Il peso elettorale di Futuro Nazionale
La presenza o l’assenza della forza politica di Vannacci nell’alleanza di governo rappresenta la variabile decisiva per le prossime elezioni politiche. Senza il suo apporto, i partiti della maggioranza attuale raggiungono insieme il 40,4%.
Con l’inclusione di Futuro Nazionale, il totale della coalizione sale invece al 48,1%. Una corsa solitaria del generale determinerebbe una spaccatura a destra, consegnando un netto vantaggio strategico al campo largo.
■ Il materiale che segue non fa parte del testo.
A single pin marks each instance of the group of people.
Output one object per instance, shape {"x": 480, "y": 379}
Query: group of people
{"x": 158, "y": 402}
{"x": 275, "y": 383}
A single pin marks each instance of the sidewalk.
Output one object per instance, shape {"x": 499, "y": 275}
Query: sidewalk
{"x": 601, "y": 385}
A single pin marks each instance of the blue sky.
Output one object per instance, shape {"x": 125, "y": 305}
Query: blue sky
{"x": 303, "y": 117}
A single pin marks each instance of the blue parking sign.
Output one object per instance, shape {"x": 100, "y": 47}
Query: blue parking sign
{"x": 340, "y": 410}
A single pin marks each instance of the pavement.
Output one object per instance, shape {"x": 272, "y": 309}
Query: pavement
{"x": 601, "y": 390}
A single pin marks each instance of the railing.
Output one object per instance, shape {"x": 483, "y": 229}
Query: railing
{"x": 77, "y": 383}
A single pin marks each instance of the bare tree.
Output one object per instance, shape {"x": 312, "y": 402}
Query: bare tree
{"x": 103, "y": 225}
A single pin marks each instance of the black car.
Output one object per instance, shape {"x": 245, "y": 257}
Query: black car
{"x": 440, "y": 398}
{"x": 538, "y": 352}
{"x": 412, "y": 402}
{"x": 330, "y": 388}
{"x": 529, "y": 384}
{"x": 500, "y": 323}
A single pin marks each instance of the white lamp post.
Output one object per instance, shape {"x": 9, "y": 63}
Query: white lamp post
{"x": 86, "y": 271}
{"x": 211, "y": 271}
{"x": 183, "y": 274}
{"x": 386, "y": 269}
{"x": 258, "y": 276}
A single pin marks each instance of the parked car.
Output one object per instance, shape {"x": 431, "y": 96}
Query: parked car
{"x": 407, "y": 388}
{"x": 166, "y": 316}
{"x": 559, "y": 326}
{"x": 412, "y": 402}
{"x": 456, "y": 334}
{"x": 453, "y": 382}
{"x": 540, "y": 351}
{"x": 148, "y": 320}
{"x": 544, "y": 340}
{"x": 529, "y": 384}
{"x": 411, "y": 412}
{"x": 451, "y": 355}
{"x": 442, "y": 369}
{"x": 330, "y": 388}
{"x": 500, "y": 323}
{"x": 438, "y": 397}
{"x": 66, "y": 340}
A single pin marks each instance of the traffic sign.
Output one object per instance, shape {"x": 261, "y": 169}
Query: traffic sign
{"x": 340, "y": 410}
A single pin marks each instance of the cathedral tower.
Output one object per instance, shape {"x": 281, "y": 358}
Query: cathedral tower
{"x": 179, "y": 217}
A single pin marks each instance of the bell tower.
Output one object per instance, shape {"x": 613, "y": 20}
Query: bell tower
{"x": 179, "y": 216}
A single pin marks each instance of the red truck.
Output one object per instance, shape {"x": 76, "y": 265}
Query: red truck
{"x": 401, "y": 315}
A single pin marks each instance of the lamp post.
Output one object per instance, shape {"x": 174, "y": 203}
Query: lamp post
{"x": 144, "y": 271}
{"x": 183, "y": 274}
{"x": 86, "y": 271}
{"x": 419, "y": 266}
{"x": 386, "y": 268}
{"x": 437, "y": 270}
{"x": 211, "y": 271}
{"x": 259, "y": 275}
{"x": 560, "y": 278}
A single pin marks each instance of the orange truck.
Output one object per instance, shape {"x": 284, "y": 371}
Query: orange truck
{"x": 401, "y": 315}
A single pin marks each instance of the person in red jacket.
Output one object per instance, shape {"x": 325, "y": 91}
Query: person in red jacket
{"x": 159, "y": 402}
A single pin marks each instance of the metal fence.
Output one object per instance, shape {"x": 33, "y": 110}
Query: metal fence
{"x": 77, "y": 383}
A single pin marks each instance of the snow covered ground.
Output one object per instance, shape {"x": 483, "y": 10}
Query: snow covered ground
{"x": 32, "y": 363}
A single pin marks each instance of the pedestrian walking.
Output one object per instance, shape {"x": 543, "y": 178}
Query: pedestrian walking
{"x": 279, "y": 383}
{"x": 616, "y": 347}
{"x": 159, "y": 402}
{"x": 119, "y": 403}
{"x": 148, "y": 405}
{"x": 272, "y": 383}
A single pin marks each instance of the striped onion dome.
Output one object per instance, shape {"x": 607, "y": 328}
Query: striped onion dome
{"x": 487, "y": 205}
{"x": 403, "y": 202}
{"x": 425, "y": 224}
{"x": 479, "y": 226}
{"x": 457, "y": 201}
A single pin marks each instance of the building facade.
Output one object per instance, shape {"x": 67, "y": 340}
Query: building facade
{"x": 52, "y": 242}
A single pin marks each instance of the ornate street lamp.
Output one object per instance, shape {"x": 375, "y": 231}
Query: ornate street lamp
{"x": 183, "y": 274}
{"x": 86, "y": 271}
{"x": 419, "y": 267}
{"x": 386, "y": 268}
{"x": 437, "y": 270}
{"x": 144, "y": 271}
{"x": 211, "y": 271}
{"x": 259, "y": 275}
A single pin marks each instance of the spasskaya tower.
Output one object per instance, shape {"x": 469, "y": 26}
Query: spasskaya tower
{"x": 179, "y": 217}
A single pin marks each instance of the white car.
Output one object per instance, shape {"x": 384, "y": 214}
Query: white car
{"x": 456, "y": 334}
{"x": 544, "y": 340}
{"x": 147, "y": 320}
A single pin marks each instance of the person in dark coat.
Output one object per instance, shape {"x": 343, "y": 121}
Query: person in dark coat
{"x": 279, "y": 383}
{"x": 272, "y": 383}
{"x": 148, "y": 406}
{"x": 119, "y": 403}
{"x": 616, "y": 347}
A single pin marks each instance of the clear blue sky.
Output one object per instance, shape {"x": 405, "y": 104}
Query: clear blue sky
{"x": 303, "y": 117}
Resta aperto l’interrogativo sull’eventuale disponibilità dei partiti del centrodestra a formalizzare un’intesa elettorale, soprattutto dopo le frizioni pubbliche registrate negli ultimi mesi. Un ingresso organico nella compagine potrebbe inoltre ridimensionare il potenziale di attrazione del voto di protesta.

Le percentuali e le intenzioni di voto
Nel dettaglio dei numeri rilevati da Swg, Fratelli d’Italia si attesta al 26,8%, confermando una fase di stabilizzazione distante dai picchi superiori al 30% registrati a inizio anno.
La Lega rimane ferma al 5,7%, mentre Noi Moderati scivola all’1,0% perdendo un decimo di punto. Tra le altre forze politiche, Azione si posiziona al 3,2% e Sud chiama Nord raggiunge l’1,0%.
Le liste minori raccolgono complessivamente il 3,9%. Il dato degli elettori che scelgono di non esprimere alcuna preferenza cresce di 2 punti percentuali in una sola settimana, raggiungendo la quota del 29%.